Halloween is an exciting time when most children and teens are thinking about costumes, parties, and how much candy they will get. Adults may also be excited about the parties they will attend; parties where alcohol will be served and consumed. However, the most important thing to think about this Halloween is pedestrian safety.
Halloween, according to the National Highway Traffic Safety Administration (NHTSA), is one of the deadliest nights of the year because there are more drunk drivers and pedestrians on the road. Forty-eight percent of fatal crashes in 2012 (latest available statistics) involved drunk drivers. This compares with 31 percent on the average day that year. Further, the NHTSA reports that fatal crashes involving drunk drivers occur three times more often on Halloween than on New Year's Eve.
Couple the inexperience and/or distraction of young people and adults out trick-or-treating with the increase in drunk drivers, and you have the potential for disaster.
Although alcohol was not involved in this 2014 accident, distraction was. A 2-year-old boy was hit and killed by a bus on Halloween in Lake Wales, FL, about 50 miles south of Orlando. According to The Associated Press, the boy got out of his stroller when the man pushing it across the street went to retrieve a dropped cell phone.
Here are some Halloween tips from the CDC (Centers for Disease Control) and SafeKids.org :
- Slow down and be especially alert in residential neighborhoods. Children are excited on Halloween and may move in unpredictable ways.
- Take extra time to look for children at intersections, on medians and on curbs.
- Enter and exit driveways and alleys slowly and carefully.
- Eliminate any distractions inside your car so you can concentrate on the road and your surroundings.
- Drive slowly; anticipate heavy pedestrian traffic, and turn your headlights on earlier in the day to spot children from greater distances.
- Popular trick-or-treating hours are 5:30 p.m. to 9:30 p.m. so be especially alert for children during those hours.
- Be bright at night; Wear retro-reflective tape on costumes and treat buckets to improve visibility to motorists and others.
- Wear disguises that do not obstruct vision, and avoid facemasks. Instead, use nontoxic face paint. Also, watch the length of billowy costumes to help avoid tripping.
- Ensure any props are flexible and blunt-tipped to avoid injury from tripping or horseplay.
- Carry a flashlight containing fresh batteries, and place it facedown in the treat bucket to free up one hand. Never shine it into the eyes of oncoming drivers.
- Stay on sidewalks and avoid walking in streets if possible.
- If there are no sidewalks, walk on the left side of the road, facing traffic.
- Look both ways and listen for traffic before crossing the street.
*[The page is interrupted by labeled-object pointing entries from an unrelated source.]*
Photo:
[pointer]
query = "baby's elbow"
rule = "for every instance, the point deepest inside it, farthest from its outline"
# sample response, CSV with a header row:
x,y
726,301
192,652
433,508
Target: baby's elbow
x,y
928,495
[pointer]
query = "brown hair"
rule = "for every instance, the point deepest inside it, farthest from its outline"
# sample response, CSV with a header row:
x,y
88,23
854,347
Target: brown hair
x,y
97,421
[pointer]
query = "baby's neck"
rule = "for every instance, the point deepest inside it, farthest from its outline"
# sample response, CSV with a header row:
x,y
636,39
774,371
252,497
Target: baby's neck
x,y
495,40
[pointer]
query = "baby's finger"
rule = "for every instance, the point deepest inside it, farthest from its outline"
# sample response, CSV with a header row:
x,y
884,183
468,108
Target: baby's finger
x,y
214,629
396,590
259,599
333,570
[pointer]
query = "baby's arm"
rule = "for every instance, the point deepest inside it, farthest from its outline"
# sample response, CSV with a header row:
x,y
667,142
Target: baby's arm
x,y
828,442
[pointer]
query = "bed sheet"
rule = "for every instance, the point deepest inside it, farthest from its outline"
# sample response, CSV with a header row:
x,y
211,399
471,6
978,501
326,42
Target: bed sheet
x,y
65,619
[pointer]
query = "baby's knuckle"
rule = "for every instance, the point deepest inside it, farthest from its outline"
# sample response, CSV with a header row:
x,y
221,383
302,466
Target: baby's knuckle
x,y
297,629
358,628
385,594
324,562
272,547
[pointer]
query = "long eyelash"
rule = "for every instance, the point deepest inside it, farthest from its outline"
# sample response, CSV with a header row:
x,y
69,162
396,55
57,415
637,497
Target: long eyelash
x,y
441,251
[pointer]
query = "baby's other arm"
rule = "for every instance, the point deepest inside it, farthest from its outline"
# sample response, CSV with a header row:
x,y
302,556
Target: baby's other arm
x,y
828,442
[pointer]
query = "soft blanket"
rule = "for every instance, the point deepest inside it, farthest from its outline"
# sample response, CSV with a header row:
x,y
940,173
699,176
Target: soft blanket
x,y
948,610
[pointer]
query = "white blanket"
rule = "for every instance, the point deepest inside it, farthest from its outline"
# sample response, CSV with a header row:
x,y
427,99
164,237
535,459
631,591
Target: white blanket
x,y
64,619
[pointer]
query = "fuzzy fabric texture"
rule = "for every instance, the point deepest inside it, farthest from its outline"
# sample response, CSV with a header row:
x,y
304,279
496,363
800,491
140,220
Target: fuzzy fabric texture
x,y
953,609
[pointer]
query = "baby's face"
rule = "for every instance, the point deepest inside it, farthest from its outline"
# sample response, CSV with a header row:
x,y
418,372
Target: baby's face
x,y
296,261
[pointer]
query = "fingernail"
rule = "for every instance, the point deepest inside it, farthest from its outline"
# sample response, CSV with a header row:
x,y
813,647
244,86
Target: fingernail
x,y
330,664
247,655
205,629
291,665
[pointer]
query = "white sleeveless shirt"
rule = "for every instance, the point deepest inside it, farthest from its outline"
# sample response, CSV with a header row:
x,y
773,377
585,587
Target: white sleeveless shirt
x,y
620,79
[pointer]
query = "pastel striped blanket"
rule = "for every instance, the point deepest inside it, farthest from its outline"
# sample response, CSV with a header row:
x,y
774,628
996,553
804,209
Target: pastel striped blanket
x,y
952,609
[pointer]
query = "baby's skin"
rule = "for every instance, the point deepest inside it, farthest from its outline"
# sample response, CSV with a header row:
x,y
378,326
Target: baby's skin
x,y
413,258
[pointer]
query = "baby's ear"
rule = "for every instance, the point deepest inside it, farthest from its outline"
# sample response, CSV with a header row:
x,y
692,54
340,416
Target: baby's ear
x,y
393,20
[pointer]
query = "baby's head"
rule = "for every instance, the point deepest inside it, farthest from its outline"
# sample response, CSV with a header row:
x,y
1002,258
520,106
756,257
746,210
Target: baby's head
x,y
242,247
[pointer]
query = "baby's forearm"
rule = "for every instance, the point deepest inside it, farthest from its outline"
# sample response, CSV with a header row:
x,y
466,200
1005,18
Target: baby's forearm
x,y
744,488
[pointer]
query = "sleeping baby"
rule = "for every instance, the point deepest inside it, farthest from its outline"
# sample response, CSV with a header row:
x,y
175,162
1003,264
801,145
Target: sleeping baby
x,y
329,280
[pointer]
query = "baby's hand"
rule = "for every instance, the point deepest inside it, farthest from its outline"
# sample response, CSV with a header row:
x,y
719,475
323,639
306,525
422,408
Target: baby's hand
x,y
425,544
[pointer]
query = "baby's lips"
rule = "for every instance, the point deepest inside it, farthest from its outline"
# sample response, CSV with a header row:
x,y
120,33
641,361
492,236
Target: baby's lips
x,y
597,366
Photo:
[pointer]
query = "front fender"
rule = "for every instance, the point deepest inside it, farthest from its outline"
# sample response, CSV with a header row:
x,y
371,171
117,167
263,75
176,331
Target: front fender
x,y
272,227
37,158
- Cross streets only at the corner, and never cross between parked vehicles or mid-block.
- Trick-or-treat in a group if someone older cannot go with you.
- Examine all treats for choking hazards and tampering before eating them.
According to the American Academy of Pediatrics:
- To keep homes safe for visiting trick-or-treaters, homeowners should remove from the porch and front yard anything a child could trip over such as garden hoses, toys, bikes and lawn decorations.
- Homeowners should check outdoor lights and replace burned-out bulbs.
- Restrain pets so they do not inadvertently jump on or bite a trick-or-treater.
MADD (Mothers Against Drunk Drivers) recommends that adults "Don't just dress like a Superhero this Halloween, become a Superhero by volunteering to be the non-drinking designated driver."
Because children tend to focus on the excitement of Halloween and forget about safety, it is up to motorists, parents and caregivers, and homeowners to make sure children have a safe and happy Halloween.
"We at Spivey Law Firm, Personal Injury Attorneys, P.A., wish everyone a happy and safe Halloween," said Fort Myers Personal Injury Attorney, Randall Spivey.